Church bombings kill scores in Iraq, Nigeria and Egypt. Iran rounds up dozens of Christians for allegedly being "hard-liners" who threaten the Islamic republic. An Egyptian police officer opens fire on a crowded train, targeting only the Christian passengers.
For a region that boasts of accommodating its Christian minorities, officials seem at a loss to stem the surge in violence.
While many Muslims took to Coptic churches to serve as human shields as a sign of solidarity, the Egyptian government reacted defensively to Pope Benedict's call for more "effective measures" to protect Christian minorities in the region. It recalled its ambassador to the Vatican. "Egypt will not allow any non-Egyptian party to intervene in our internal affairs under any pretext," an Egyptian Foreign Ministry spokesman said.
Officials have tried to cast the train shooting, which killed a 71-year-old Coptic Christian man and wounded four other Copts, as the actions of a disturbed individual and not motivated by religion. "It has to do with his personal mental state," the local governor said. "It had nothing to do with the religion of his victims. He boarded the train suddenly and emptied his pistol."
But a witness claims that the gunman screamed "Allahu Akhbar" as he opened fire, and that he targeted women who were not wearing head coverings and were likely to be non Muslims.
U.S. government officials aren't saying much about what is causing the violence.
"I'd be very wary at this point about making any sweeping statements about whether what's happened in Iraq has a bearing on what's happening in other countries such as Egypt or Nigeria," State Department spokesman P.J. Crowley said Jan. 4. "These are all being investigated. Clearly, there are pressures on minority groups in these countries, and we would hope and expect that in – those respective governments will fully investigate these attacks and bring those responsible to justice."

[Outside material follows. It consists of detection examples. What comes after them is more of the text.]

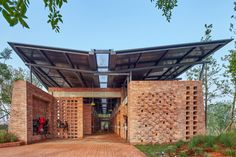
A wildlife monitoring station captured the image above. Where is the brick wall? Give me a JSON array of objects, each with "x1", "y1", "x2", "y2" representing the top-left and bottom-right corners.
[
  {"x1": 112, "y1": 104, "x2": 128, "y2": 139},
  {"x1": 54, "y1": 97, "x2": 84, "y2": 138},
  {"x1": 9, "y1": 80, "x2": 55, "y2": 143},
  {"x1": 128, "y1": 81, "x2": 205, "y2": 144},
  {"x1": 83, "y1": 104, "x2": 92, "y2": 135}
]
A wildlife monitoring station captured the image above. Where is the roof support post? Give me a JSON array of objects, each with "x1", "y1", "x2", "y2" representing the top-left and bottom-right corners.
[
  {"x1": 129, "y1": 71, "x2": 132, "y2": 81},
  {"x1": 29, "y1": 65, "x2": 32, "y2": 83},
  {"x1": 199, "y1": 63, "x2": 207, "y2": 80}
]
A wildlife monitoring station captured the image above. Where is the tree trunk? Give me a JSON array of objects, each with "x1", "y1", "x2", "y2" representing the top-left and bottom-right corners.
[
  {"x1": 204, "y1": 64, "x2": 208, "y2": 130},
  {"x1": 229, "y1": 85, "x2": 236, "y2": 130}
]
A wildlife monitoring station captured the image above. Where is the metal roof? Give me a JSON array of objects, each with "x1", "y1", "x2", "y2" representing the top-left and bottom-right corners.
[{"x1": 9, "y1": 39, "x2": 232, "y2": 88}]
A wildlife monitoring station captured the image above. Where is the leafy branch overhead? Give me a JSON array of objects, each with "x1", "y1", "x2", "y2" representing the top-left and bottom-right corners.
[
  {"x1": 151, "y1": 0, "x2": 178, "y2": 22},
  {"x1": 0, "y1": 0, "x2": 67, "y2": 32},
  {"x1": 0, "y1": 0, "x2": 177, "y2": 32}
]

Several factors may be at play, said Nina Shea, a commissioner on the U.S. Commission on International Religious Freedom. Part of it is perception. Christians have been oppressed in many Muslim countries for years, driving many to move to other parts of the world. But they continue to present "soft targets" for terrorists because they are associated more with the West, with the U.S. and with Jews, she said in an interview.
What is shared by the terrorists waging attacks and the government officials leading a crackdown on Christians is "the ideological belief on the part of these Islamic extremist that they are purifying the region," Shea said.
"It's a frightening phenomenon because it's just so violent," she said.
Shea is scheduled to testify Thursday before the Tom Lantos Human Rights Commission, which is a part of the U.S. House Committee on Foreign Affairs.
Radical ideas promoted for years by Saudi Arabia and Iran is another factor, she said. They have penetrated Islamist thinking and are being taken up by extremists. Those ideologies are inherently supremacist and see Christians as either inferior or as a threat. In Egypt, some accept conspiracy theories that Copts are scheming to take over the country.
Finally, al-Qaida and its franchises are issuing threats specifically against Christians. Bomb-making instructions are available online and in al-Qaida's magazine Inspire. One al-Qaida-related group published a list of 50 Coptic churches last month, including the Alexandria church where a New Year's Eve attack claimed 21 lives.
Coptic Church officials said they were not warned about the threats and even some Egyptian government officials said they, too, were caught unaware. The U.S. needs to do more to share intelligence with both, Shea said.
Other than Nigeria, government reaction to the assault on Christians has been one of denial. Egypt's ambassador to the Vatican, Lamia Aly Mekhemar, told an interviewer that Christians are not being persecuted. "Persecution is a big word," she said. "In order to prove that there is persecution, you have to be very careful. This is a legal term which should not be used casually. In this sense, we do not share the views about - that our government or some governments in the area have not provided protection for the Christians in the Middle East."
Iran's ambassador to Lebanon condemned the physical attacks, but like other Islamists, blamed them on Jews. Ghazanfar Rokn-Abadi claimed his country can serve as a model for treating the religious minority.
"Some 250,000 Christians are living in Iran peacefully and safely," he said. "They enjoy full citizenship, human and political rights the same as Muslims."
National Public Radio called the recent wave of arrests in Iran "among the biggest and most coordinated." It may be fueled by concerns that Christians, who represent less than 2 percent of the Iranian population, gather to worship in private homes rather than in churches, are trying to convert Iranians. Tehran's governor described them as missionaries who have "inserted themselves into Islam like a parasite" and hinted they have ties with Britain.
Ironically, Western pressure may be the only way to stem the tide, said Walid Phares, director of the Future Terrorism Project at the Foundation for the Defense of Democracies. In Egypt, the bombing attack and train shooting show that the "jihadists are omnipresent across the country," he said during an appearance on Fox News.
An international effort led by the U.S. to pressure the government to do more to protect Christians would have an effect. "And the Egyptian government must respond. They are a recipient of our foreign aid," Phares said. "And they are, along with others, members of the Organization of the Islamic Conference, which intervened in other countries to protect Muslim minorities. So they should be fair on this one."